All design equations listed in Table 1 allow designers to increase the reliable bond strength in the joint with different rates and limits as the column axial load increases. The effect of column axial load on the reliable bond strength in the joint was extensively investigated by Brooke and Ingham (2013). The data support the common view that increasing axial load increases the bond strength. However, tests on isolated bars embedded in concrete suggest that there is an upper limit to the bond strength enhancement that can be achieved by increasing the transverse compression stress acting on an anchorage. Therefore, Brooke and Ingham (2013) proposed to set an upper limit of 1.20 on the \(\alpha_{p}\) factor.

The seismic forces acting on a moment frame generally do not make large contributions to the axial load at interior columns (Moehle 2015). For a typical interior column in a multistory building, a minimum column axial load of 0.15 \(A_{g} f_{c}^{'}\) is a rational assumption. Substituting P = 0.15 \(A_{g} f_{c}^{'}\) into the equation of \(\alpha_{p}\) recommended in Eq. (4) results in a constant \(\alpha_{p} = 1. 20\). Accordingly, Eq. (4) can be further simplified as below.

$$\frac{{h_{c} }}{{d_{b} }} \ge \frac{{\alpha_{o} f_{y} }}{{4\sqrt {f_{c}^{'} } }}$$
(5)

The proposed Eq. (5) gives a relatively short depth for the reference beam-column joint shown in Fig. 3 and verified with the database presented later.

Database Investigation

Assessment of Anchorage Performance of Beam Bars in the Joint

The quasi-static reversed cyclic loading test is the most commonly used method for testing components of earthquake-resistant structures in laboratory. Numerous cyclic loading tests of reinforced concrete beam-column joints have been extensively reviewed and assembled in several databases (Brooke and Ingham 2013; Kim and LaFave 2007; Lee and Hwang 2013) for various evaluations of design equations or analytical models. Brooke and Ingham (2013) assembled a database of 93 interior beam-column joint tests to evaluate the minimum joint depth; however, only 32 specimens had reinforcement grades of 490 or higher. The anchorage performance of higher grade bars has not been fully clarified. For high-strength reinforcement and concrete, Lee and Hwang (2013) also assembled a more comprehensive database consisting of 202 cruciform beam-column joints to assess current ACI 318 design provisions for the joint strength and confinement.

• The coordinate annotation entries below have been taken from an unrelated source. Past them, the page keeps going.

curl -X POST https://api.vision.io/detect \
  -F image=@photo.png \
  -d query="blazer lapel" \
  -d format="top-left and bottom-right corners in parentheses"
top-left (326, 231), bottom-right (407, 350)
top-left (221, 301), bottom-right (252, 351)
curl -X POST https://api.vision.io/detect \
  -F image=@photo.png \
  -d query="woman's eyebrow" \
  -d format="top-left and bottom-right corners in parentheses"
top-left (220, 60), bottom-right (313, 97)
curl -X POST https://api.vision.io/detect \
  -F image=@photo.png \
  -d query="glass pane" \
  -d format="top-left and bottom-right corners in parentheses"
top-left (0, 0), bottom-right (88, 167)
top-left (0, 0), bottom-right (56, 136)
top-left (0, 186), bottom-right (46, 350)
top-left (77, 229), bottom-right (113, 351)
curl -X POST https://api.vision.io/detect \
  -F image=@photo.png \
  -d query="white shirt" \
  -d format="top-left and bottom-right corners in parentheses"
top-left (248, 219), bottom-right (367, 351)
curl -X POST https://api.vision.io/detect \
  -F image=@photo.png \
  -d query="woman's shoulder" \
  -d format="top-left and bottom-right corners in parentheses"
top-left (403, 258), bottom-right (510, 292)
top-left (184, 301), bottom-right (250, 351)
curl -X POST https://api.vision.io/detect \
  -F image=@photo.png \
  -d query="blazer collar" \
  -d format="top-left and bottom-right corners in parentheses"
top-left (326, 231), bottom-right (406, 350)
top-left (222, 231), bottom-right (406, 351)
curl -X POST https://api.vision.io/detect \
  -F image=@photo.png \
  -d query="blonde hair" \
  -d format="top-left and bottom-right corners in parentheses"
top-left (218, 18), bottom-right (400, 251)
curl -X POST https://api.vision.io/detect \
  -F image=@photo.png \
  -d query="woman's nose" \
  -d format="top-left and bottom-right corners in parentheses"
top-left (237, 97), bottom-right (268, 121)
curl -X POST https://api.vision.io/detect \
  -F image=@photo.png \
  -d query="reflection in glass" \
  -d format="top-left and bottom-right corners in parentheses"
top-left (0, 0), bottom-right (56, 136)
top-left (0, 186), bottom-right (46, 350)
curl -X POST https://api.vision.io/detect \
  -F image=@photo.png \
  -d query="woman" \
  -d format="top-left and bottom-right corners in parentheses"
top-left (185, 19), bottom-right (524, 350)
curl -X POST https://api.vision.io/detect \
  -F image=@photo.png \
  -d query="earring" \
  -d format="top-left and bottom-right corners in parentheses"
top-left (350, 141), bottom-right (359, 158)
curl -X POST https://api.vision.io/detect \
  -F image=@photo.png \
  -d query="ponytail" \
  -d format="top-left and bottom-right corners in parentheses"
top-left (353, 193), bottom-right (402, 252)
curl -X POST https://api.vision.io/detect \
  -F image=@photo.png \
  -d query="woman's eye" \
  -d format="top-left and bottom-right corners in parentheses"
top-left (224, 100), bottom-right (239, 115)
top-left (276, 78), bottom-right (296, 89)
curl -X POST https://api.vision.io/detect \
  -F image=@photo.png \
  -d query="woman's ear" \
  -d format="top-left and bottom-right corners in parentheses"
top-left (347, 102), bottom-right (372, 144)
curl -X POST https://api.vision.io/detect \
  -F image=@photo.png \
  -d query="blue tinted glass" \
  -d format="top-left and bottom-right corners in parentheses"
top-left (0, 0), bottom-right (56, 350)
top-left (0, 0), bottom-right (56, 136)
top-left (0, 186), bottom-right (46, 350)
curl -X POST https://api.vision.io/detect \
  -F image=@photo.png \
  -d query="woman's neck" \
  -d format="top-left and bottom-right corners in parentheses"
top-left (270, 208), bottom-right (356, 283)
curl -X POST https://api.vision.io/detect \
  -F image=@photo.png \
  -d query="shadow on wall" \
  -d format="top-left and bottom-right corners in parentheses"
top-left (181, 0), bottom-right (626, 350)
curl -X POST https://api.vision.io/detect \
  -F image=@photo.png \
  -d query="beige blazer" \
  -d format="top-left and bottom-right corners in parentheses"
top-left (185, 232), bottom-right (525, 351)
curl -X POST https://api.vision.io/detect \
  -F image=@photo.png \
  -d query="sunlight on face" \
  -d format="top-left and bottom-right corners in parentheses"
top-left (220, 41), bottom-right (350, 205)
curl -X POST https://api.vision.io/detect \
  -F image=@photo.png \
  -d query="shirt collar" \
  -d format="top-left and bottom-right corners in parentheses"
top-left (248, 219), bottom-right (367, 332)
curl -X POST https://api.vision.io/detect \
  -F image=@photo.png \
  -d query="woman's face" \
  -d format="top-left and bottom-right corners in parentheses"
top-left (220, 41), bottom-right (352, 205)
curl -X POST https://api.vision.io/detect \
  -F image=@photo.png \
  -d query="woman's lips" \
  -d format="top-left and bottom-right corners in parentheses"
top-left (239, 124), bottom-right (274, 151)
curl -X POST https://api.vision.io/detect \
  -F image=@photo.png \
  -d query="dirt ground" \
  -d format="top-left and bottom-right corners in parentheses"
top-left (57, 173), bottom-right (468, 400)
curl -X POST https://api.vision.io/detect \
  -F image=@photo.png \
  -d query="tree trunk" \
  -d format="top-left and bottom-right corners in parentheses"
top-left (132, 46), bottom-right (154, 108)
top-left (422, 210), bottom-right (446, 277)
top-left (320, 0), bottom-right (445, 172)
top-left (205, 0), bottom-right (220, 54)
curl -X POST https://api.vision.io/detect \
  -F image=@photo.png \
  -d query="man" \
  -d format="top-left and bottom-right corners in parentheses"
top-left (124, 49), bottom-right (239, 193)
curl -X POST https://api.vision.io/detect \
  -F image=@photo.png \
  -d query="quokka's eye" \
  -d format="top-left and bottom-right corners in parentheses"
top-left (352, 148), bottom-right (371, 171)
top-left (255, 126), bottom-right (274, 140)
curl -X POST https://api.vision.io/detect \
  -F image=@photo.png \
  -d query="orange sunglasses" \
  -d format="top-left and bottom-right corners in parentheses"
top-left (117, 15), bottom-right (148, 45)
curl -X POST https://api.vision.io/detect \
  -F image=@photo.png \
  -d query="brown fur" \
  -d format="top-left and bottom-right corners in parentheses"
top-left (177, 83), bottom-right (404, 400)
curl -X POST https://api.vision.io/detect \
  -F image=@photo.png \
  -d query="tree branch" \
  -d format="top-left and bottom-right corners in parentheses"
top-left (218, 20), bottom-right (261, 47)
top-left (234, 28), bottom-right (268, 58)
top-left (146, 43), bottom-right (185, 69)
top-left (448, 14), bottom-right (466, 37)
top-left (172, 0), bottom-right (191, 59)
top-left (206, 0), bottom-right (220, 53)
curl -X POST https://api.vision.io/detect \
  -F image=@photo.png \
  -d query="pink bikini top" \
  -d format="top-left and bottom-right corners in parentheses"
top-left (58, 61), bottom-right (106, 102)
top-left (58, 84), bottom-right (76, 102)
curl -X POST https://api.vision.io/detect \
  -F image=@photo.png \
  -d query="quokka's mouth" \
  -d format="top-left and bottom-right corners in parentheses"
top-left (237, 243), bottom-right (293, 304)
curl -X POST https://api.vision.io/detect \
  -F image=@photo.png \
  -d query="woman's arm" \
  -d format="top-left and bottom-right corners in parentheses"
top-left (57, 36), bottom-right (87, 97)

For cyclic testing of a cruciform beam-column joint, the consequences of bond deterioration along the beam bars in the joint core includes excessive bar slip, severe concrete crushing at beam ends, strength degradation at peak displacement, very low stiffness at small displacement, and reduced energy dissipation capacity (hysteretic pinching). In the database of Lee and Hwang (2013), some test results with aforementioned characteristics were reported as “BJa” failure [joint core anchorage failure after beam yielding, or “bond” failure as called by Brooke and Ingham (2013)] by the original researchers. However, some test results may also have bond deterioration but not subjectively indicated as “BJa” failure because of the difficulty in detecting such damage in the joint core.

Therefore, this paper proposes to assess how well the beam bars are anchored in the joint by evaluating the hysteresis behavior of a beam-column joint. For acceptance, as illustrated in Fig. 4, the test results of the third complete cycle to a limiting drift ratio of 3.5% at least should satisfy the following acceptance criteria for testing components of special moment frames given by ACI 374.1-05 (2005).

Fig. 4
figure 4

Acceptance criteria for testing components of special moment frames given by ACI 374.1-05.

  1. 1.

    Strength degradation at the peak displacement of the limiting drift cycle shall not exceed 25% of the maximum load resistance in the same loading direction;

  2. 2.

    Residual secant stiffness between ± 1/10 of the limiting drift ratio shall not be less than 5% of the initial stiffness obtained from the first cycle; and

  3. 3.

    Energy dissipated in the limiting drift cycle shall not be less than 12.5% of the idealized elastoplastic energy of that drift ratio.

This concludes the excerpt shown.